Note. Before running 𝛿MG, ensure that 'observations' in the main config matches the name of the data config you want to use.

Quick Start: Building a Differentiable HBV (𝛿HBV) Model¶

Here’s an example of how you can build a differentiable model, coupling a physical model with a neural network to intelligently learn parameters. In this instance, we use an LSTM to learn parameters for the HBV hydrology model.

from example import load_config 
from hydroDL2.models.hbv.hbv import HBV as hbv
from deltaModel.models.neural_networks import init_nn_model
from deltaModel.models.differentiable_model import DeltaModel
from deltaModel.core.data.data_loaders.hydro_loader import HydroDataLoader
from deltaModel.core.data.data_samplers.hydro_sampler import take_sample


CONFIG_PATH = '../example/conf/config_dhbv1_1p.yaml'


# 1. Load configuration dictionary of model parameters and options.
config = load_config(CONFIG_PATH)

# 2. Setup a dataset dictionary of NN and physics model inputs.
dataset = HydroDataLoader(config, test_split=True).eval_dataset
dataset_sample = take_sample(config, dataset, days=730, basins=100)

# 3. Initialize physical model and NN.
phy_model = hbv(config['dpl_model']['phy_model'])
nn = init_nn_model(phy_model, config['dpl_model'])

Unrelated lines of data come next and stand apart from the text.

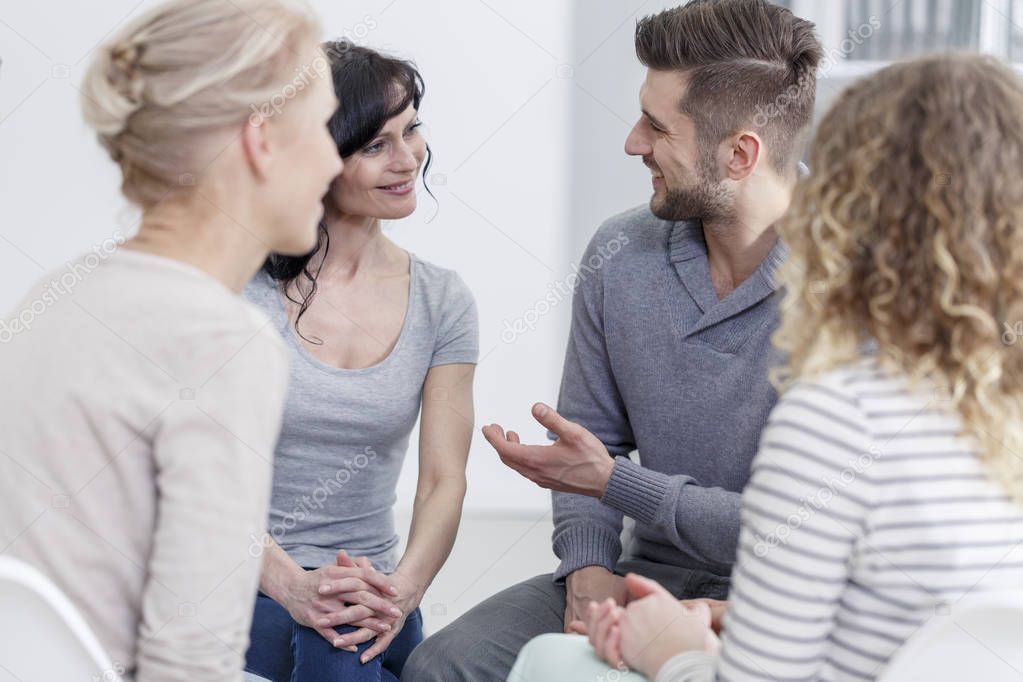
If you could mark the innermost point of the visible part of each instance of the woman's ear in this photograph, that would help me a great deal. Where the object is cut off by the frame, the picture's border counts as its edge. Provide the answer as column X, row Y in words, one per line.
column 255, row 141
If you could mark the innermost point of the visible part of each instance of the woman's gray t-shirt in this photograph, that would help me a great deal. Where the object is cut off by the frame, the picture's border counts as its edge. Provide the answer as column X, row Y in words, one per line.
column 345, row 432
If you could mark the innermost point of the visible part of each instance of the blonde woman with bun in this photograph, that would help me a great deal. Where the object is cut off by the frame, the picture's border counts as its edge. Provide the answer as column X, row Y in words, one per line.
column 140, row 410
column 889, row 481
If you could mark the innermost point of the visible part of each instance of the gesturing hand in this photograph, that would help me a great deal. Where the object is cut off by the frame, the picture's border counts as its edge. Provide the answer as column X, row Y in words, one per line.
column 578, row 462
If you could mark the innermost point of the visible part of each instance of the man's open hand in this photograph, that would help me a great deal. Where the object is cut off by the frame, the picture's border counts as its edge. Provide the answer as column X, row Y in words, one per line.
column 578, row 462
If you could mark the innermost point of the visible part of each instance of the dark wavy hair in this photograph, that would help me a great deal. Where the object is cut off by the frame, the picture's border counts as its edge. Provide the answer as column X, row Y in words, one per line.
column 372, row 88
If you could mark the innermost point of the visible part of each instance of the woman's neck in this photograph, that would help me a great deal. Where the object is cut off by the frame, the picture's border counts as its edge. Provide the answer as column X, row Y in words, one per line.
column 357, row 244
column 205, row 238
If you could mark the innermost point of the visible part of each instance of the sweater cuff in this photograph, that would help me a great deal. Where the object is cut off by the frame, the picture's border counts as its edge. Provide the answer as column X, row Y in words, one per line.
column 635, row 491
column 586, row 546
column 688, row 667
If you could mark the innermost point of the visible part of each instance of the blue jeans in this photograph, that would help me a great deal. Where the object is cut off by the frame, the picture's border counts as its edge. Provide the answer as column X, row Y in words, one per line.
column 282, row 650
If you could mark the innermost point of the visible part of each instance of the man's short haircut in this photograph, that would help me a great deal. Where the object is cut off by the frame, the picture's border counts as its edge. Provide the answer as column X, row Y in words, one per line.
column 750, row 64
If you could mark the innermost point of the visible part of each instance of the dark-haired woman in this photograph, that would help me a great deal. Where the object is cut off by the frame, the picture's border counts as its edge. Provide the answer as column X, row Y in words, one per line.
column 374, row 334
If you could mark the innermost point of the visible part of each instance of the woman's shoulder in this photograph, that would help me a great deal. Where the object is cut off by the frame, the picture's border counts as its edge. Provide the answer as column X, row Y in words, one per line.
column 441, row 286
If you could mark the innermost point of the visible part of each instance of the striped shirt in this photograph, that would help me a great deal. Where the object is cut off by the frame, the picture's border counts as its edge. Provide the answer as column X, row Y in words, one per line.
column 865, row 515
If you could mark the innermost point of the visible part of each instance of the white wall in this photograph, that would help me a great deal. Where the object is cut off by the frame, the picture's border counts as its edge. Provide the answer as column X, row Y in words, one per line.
column 528, row 105
column 525, row 167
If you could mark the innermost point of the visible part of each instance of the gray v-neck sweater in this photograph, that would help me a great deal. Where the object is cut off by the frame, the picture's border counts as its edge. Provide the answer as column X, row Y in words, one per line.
column 657, row 363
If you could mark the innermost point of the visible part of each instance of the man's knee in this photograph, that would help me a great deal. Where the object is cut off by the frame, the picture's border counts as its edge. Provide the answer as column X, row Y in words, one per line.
column 439, row 657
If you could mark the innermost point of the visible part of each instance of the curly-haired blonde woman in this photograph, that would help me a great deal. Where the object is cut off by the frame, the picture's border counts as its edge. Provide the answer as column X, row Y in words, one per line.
column 141, row 405
column 888, row 482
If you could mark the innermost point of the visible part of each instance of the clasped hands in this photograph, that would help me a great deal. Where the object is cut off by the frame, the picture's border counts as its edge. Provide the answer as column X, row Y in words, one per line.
column 652, row 628
column 354, row 593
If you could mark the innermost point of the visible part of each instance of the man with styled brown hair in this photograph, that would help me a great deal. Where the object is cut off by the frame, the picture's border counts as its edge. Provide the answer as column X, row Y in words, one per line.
column 670, row 342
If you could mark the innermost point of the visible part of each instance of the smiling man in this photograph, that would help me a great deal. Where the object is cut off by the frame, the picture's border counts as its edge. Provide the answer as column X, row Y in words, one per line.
column 670, row 344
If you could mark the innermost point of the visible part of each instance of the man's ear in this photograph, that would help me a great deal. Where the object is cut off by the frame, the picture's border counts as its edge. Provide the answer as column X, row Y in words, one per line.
column 743, row 154
column 256, row 146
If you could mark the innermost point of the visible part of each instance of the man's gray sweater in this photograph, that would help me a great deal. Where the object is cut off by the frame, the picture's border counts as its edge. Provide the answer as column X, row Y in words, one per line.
column 657, row 363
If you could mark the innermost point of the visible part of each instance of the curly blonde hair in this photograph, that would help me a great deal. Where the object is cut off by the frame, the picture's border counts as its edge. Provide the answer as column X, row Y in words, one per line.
column 907, row 233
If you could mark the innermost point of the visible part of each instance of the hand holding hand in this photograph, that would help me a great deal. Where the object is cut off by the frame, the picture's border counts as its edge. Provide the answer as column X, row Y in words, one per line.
column 656, row 627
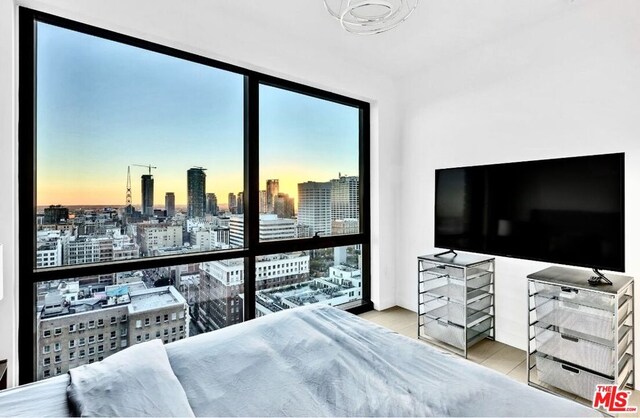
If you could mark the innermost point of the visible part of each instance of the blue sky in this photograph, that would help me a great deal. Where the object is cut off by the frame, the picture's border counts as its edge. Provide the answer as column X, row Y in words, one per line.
column 102, row 106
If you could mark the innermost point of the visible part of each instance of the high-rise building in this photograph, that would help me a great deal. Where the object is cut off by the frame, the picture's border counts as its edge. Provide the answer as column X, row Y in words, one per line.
column 270, row 228
column 55, row 214
column 232, row 203
column 273, row 188
column 240, row 203
column 222, row 285
column 154, row 237
column 345, row 201
column 72, row 331
column 314, row 206
column 196, row 179
column 262, row 201
column 212, row 204
column 170, row 203
column 147, row 194
column 87, row 249
column 283, row 206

# 4. Create the differentiable model dHBV: a torch.nn.Module that describes how 
# the NN is linked to the physical model HBV.
dpl_model = DeltaModel(phy_model=phy_model, nn_model=nn)


## From here, forward or train dpl_model just as any torch.nn.Module model.

# 5. For example, to forward:
output = dpl_model.forward(dataset_sample)

In the above, we illustrate a critical behavior of the differentiable model object DeltaModel, which is the the composition of the physical model, phy_model=hbv, with a neural network, nn.

When we forward DeltaModel, we feed scaled inputs (stored within the dataset dictionary) to the NN and forward, which returns a set of predicted parameters. These parameters then pass with the dataset dictionary to forward the phy_model and output final model predictions. Internally, these steps are represented within DeltaModel forward method as

# Parameterization
parameters = self.nn_model(dataset_sample['xc_nn_norm'])        

# Physics model forward
predictions = self.phy_model(
    dataset_sample,
    parameters,
)

See examples/ in the generic_deltaModel repository for this and other tutorials.

Note, the Config GUI can be used to create/edit additional config files for use with these examples. (Usage instructions)

Explore the roadmap for planned features and improvements. Differentiable numerical packages like torchode and torchdiffeq will be coming additions in the near future.